25 may 2014

My childhood in the barbaric Southern Cone





The first memories from my childhood redirect me to a singular scenery:

our house was like a turd alone in the middle of Patagonia, no light, no gas, no water, no nothing, I was sure a witch would come running across the steppe, enter through the window of my room and attack me, or eat me alive, at least.

Actually it wasn't "my room", but the room, because we were family of 8, and had one only bed.

The walls were made of this thing, carton, so when the Antarctic blizzards blew wild and free in the middle of the godless winter the house waved like a fucking flag, we all family, who were inside, were shaken with the house like puppets hanging at a carromato of circus.

The roof was blew off by the wind 3.008 times in the course of 5 or 6 years, I counted them.
The only TV channels we could watch on our Stromberg Carlson were TV2 Tierra del Fuego and a rural channel from the Falkland Islands, mostly documentaries about sheep in robotic British English and "western films" in black & white with subtitles in Selk'nam.
All the apparatuses had to be connected to an engine called telestabilizador, fueled with kerosene.

Siblings and I went to school walking once a week, if there wasn't much ice. School was at 1 kilometre, in the middle of the desert, teacher was actually insane, her name was Cesarea Menotti, she didn't teach us shit, but forced us to drink liqueur and see the photographs of her family during 8 hours.

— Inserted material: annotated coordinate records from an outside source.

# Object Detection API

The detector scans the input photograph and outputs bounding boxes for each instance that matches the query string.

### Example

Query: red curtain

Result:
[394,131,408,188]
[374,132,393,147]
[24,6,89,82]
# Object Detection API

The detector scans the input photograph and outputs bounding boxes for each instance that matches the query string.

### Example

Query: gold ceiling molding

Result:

Mom was a housewife, but we could see dad once a month only, because he lived in town, and he worked as municipal waker. He walked all over town early every morning with a long stick, knocking at every window with it, and shouting until everybody was awake.
This very useful service of municipal wakers was decreed in 1.950 by Juan PERON.

Our daily dinner consisted of a plate of raw macaroni and a large cup of steam, sometimes when we could defrost the door and bicycle 15 km through the 90 cm of snow that covered the road, we went to town and had rancid bread for a week.
The bathroom was out of the house, at 50 metres, it was a vertical cabinet or latrine dedicated to the defecation. Mom told us to call it lavabo, but we called it cloaca, orinal or retrete.

When we were ill, Dr. Meringue visited our domicile and prepared a magical beverage with hot curdled milk and coagulated sugar called emplasto.

Unfortunately, the service that offered transport to town hauled by ñandu was too expensive and we couldn't afford it.




As we hadn't much entertainment, we diverted ourselves with energizing sessions of kicks in the ass from May to October, because the temperature outdoors oscillated from -30ºc to -50ºc approximately.

During the inclement month of July, especially, we dedicated the days to hibernate and accumulate a thick patina of subcutaneous lard in order to endure the sub-polar and insistent atmospheric element.


While the abbreviated and yet icy summer allowed us (first half of January), we commerced with the natives, mostly Mapuche, reason why we had to learn Mapudungun, a language saturated with fricative spasms and brusque interdental sounds

we gave them dynamite, astrolabes, heavy water and triquitraques
they gave us papa, llamas anus soup, ñame and cheese of tree.

Those were in fact the only weeks when we properly ate, no matter what.
The answer to our permanent question "Mom, will we dine today?" was invariably the same: "Eat that question".

This is when mom chased a penguin, we named it "Cucusita", mom trained the intelligent palmiped to catch balls and shoes and paparruchas in the air, in order to take it to the TV and get some money out of the animal, but finally "Cucusita" -surely envisioning our terrible intentions- escaped in advanced state of denutrition while we prepared the oven to roast it.




In spite of these mutual transactions, the natives regarded us with displeasure, antipathy and aversion, this is why they used to throw compact boluses of crap on our roof, and painted the front of our house with derogatory words of insult and abuse using pintura Albalatex.

Fortunately in 1.970 mom won the lottery and we could buy a Torino (also called Torinacho), 900 kilos of Terrabusi cookies and 1300 litres of Toddy. With these victuals we survived three years.

To get some money I was engaged -against my will- to work for a local clown, Firulete, we formed the duet Firulete & Cañito, and we performed our routine in different circuses of Río Gallegos, Fitz Roy, Alto Río Senguerr, and other phantasmal towns, but Firulete was alcoholic and fetishist and tried to pervert me, so I ran away through the pipeline of the toilet.




Still, one of my fondest memories is when, in summer, mom and dad entertained us playing international danceable rhythms from any country, say, Polka, Tango, Cajun, Cha-Cha-Cha, Pasodoble, Ranchera, Chamamé, Boogie-Woogie, Tarantella, Reggae, Muiñeira and other amenities. We tried to dance to it, to no avail, due to our ill-nurtured contexture and constant loss of consciousnesses.[sic]




And all this happened before we endeavored the hardest endeavor (precisely): traveling to the Spanish Sahara in our Torino, also using amphibious dispositives to cross the ocean, like escafandra and tubo de oxígeno


But that's another historia, Gloria.